# Introduction

### Brief Overview

Is a training set something immutable and unexpandable? Active learning relates to situations where the answer is no. The training set size can be increased, but, of course, labelling of new examples is not costless.

Pool-based setup of active learning assumes that, given a model and a training set, there is also a fixed and known $n$-element set of initially unlabelled examples and the goal is to select $k$, $k < n$, examples from there such that disclosure of their target variables produces the most significant impact on model quality.

There are other setups of active learning problems as well (e.g., how to synthesize feature representations of objects to be studied), but all of them are beyond the scope of this demo.

In this notebook, one can find answers to the following questions:
* How to use implementations of active learning strategies from `dsawl` package?
* How do $\varepsilon$-greedy active learning perform relatively random selection?

### References

* An article that contains review of approaches to active learning: [Yang, 2017](https://arxiv.org/pdf/1702.08540.pdf);
* An article about EG-Active algorithm: [Bouneffouf, 2014](https://arxiv.org/abs/1408.2196).

# General Preparations

### Import Statements

In [1]:
import math
from copy import copy
from typing import List

import numpy as np

import matplotlib.pyplot as plt
%matplotlib inline
import seaborn as sns

from sklearn.base import BaseEstimator
from sklearn.metrics import accuracy_score
from sklearn.ensemble import RandomForestClassifier
from sklearn.calibration import CalibratedClassifierCV

from dsawl.active_learning.pool_based_sampling import CombinedSamplerFromPool
from dsawl.active_learning.utils import make_committee

### Notebook-level Settings

In [2]:
np.random.seed(361)

In [3]:
sns.set()

### User-defined Settings

In [4]:
# It is not a good practice to store binary files
# (like PNG images) in a Git repository, but for
# your local use you can set it to `True`.
draw_plots = False

# Dataset Generation

In this section, a synthetic dataset that is used by further examples is created. You can skip details of this section if you are interested only in user interface of active learning utilities.
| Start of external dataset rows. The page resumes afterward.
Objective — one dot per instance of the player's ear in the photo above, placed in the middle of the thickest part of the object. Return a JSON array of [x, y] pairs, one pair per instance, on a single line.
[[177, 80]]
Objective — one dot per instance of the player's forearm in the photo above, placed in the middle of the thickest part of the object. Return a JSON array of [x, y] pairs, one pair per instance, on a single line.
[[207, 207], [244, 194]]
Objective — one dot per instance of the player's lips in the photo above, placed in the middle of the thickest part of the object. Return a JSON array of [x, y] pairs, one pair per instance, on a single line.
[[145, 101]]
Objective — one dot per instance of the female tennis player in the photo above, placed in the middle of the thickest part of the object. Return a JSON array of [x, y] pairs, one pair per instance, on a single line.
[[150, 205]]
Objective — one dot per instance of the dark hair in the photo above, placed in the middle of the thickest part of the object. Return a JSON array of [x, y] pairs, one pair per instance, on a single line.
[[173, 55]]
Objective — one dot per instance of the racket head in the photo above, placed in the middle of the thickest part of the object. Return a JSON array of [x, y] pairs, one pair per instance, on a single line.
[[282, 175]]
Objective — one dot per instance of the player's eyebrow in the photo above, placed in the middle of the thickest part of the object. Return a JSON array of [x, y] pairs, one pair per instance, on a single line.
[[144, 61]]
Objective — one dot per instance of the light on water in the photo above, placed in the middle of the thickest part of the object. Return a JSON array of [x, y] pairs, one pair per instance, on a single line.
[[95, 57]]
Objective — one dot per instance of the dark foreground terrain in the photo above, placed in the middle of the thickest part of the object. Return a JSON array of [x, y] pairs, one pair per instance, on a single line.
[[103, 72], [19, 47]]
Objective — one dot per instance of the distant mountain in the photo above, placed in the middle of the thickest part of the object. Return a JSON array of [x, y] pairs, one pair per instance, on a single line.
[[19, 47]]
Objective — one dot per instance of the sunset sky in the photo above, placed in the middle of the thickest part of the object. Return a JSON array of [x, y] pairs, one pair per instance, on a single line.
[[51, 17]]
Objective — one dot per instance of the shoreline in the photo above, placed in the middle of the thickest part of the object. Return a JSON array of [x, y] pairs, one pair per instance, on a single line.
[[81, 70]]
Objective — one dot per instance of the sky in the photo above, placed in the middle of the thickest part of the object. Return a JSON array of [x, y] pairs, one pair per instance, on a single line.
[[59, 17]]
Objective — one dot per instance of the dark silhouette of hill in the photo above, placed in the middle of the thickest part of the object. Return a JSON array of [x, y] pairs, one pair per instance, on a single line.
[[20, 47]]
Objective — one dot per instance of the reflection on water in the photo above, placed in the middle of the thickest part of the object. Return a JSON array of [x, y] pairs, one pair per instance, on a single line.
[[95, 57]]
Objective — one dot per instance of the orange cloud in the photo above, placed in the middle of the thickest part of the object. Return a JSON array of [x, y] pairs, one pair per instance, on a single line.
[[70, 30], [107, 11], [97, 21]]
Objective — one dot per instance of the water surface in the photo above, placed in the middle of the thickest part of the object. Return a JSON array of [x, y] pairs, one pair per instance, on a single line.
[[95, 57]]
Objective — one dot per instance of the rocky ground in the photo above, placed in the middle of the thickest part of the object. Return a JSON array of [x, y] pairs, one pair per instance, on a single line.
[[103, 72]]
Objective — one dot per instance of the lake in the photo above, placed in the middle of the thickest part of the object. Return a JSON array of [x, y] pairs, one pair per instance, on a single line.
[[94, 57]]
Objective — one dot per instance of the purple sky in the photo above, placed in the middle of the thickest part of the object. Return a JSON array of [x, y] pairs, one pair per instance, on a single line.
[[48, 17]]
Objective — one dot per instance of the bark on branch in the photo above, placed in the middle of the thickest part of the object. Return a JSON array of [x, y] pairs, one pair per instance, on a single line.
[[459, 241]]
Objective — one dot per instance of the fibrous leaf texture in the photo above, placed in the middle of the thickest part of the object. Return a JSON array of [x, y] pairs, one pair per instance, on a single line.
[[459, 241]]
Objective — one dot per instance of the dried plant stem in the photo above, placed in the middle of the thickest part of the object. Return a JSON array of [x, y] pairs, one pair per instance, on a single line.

If this is the case, go to "Step-by-Step Tutorial" section.

In [5]:
dimensionality = 2
lower_bound = -2
upper_bound = 2
pool_size = 300

In [6]:
X_train_initial = np.array(
    [[1, -1],
     [2, -2],
     [3, -3],
     [-1, -1],
     [-2, -2],
     [-3, -3],
     [0, 1],
     [0, 2],
     [0, 3]]
)

In [7]:
X_new = np.random.uniform(
    lower_bound, upper_bound, size=(pool_size, dimensionality)
)

In [8]:
X_hold_out = np.random.uniform(
    lower_bound, upper_bound, size=(pool_size, dimensionality)
)

In [9]:
def compute_target(X: np.ndarray) -> np.ndarray:
    """
    Compute class label for a simple classification problem where
    2D plane is split into three regions by rays such that they
    start from the origin and an angle between any pair of them
    has 120 degrees.
    
    :param X:
        coordinates of points from the plane
    :return:
        labels of regions where points are located
    """
    
    def compute_target_for_row(x: np.ndarray) -> int:
        if x[0] > 0:
            return 1 if x[1] - math.tan(math.radians(30)) * x[0] > 0 else 2
        else:
            return 1 if x[1] + math.tan(math.radians(30)) * x[0] > 0 else 3
        
    y = np.apply_along_axis(compute_target_for_row, axis=1, arr=X)
    return y

In [10]:
y_train_initial = compute_target(X_train_initial)
y_new = compute_target(X_new)
y_hold_out = compute_target(X_hold_out)

In [11]:
if draw_plots:
    fig = plt.figure(figsize=(15, 15))
    ax = fig.add_subplot(111)
    for label, color in zip(range(1, 4), ['b', 'r', 'g']):
        curr_X = X_train_initial[y_train_initial == label, :]
        ax.scatter(curr_X[:, 0], curr_X[:, 1], c=color, marker='D')
    for label, color in zip(range(1, 4), ['b', 'r', 'g']):
        curr_X = X_new[y_new == label, :]
        ax.scatter(curr_X[:, 0], curr_X[:, 1], c=color)

# Step-by-Step Tutorial

As of now, the most convenient and comprehensive user interface is provided by `CombinedSamplerFromPool` class. Its instances can exploit accumulated knowledge about decision boundary of the model and can make exploratory actions. Various approaches to exploitation and exploration are supported.

## Initialization

Class `CombinedSamplerFromPool` have two initialization arguments: `scorers` and `scorers_probabilities`. Let us discuss both of them.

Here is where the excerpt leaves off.